Megan Treglown, marketing and special event director for the Rome Downtown Development Authority, said bands will be performing on two stages, the River City Bank stage at the end of the Cotton Block near the South Broad Bridge and the Hampton Inn & Suites stage at the intersection of Fourth Avenue and Broad Street.

Among the bands who are scheduled to participate are Barbaric Yawps, Matt Downer, John Grimm, Stillhouse Shakers, Arlo Finch, Burnt Mountain Benders, Caleb Warren & the Perfect Gentlemen, MoonCrew and Sheriff Scott.

Between the two stages more than two dozen vendors will be set up selling everything from food to arts and crafts. A Kids Alley with inflatables will be set up in the 400 block of Broad Street.

 Rome Aerial Gymnastics will be performing from noon to 2 pm. in the 300 block. Downtown shops will feature sidewalk sales and restaurants will offer food and drinks for sale outside their businesses. Adult beverages purchased at restaurants may be brought within the event area with an arm band.

The Armuchee Ruritan Club car show will also be held on Broad Street in conjunction with the Fiddlin’ Fest.

The 100 through 400 blocks of Broad Street will be shut down for vehicular traffic from 9 a.m. to 11 p.m. The event itself will begin at noon Saturday and continue through 10 p.m.

Weed Memorial Walk set for Oct. 27

The third annual Robert Weed Memorial Nature Walk through the Marshall Forest off Horseleg Creek Road has been scheduled for October 27 at 2 p.m.

The varieties in hardwood timber in the nation’s largest urban-virgin forest should be approaching the peak of color for the annual walk to honor the memory of Robert Weed, a cousin of MacLean “Mac” Marshall who donated the property to the Nature Conservancy in 1966.

Conservancy volunteers are frequently assisted by college students from across the country who volunteer to assist with the removal of invasive species like English Ivy and Chinese privet which often overwhelm the habitat and prevent native species from flourishing.

Weed, his sons Marc and Stephen, and wife Mimi Weed have continued to devote considerable time and stewardship to ensuring the integrity of the forest through the years since Weed died in 2014.

The site is home to more than 300 species of plants and 55 tree species in 3 distinct plant communities: pine-oak, chestnut oak, and mixed hardwood forest.

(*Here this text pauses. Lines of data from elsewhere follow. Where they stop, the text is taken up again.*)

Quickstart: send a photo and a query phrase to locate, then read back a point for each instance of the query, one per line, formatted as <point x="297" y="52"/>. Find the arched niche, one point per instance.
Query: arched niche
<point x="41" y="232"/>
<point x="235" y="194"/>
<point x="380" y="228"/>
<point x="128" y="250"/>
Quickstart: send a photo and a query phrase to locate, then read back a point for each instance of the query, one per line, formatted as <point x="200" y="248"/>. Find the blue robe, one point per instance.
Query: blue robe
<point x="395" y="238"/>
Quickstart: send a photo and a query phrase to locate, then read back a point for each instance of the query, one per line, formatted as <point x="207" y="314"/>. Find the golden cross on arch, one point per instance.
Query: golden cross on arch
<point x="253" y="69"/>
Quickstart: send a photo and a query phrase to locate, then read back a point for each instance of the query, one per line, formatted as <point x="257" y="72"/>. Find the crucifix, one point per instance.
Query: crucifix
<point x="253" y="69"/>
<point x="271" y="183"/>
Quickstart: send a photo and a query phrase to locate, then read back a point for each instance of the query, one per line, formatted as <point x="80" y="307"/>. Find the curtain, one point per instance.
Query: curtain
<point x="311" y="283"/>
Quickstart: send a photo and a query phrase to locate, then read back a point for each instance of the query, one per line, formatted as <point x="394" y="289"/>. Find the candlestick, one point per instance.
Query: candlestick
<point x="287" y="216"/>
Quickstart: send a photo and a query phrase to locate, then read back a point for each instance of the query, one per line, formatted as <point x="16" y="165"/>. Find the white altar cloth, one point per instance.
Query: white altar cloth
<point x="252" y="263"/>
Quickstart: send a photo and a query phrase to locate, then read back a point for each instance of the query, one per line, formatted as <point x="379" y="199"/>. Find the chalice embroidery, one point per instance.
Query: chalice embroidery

The forest is home to the largest population of the endangered large-flowered skullcap in Georgia, which is a perennial herb in the mint family. 

The Marshall Forest is Georgia’s first national natural landmark and includes several trails including the unique Big Pine Braille Trail for those who are visually handicapped.

There is no fee to join the walk which is a leisurely stroll with a degree of difficulty that is rated “easy.”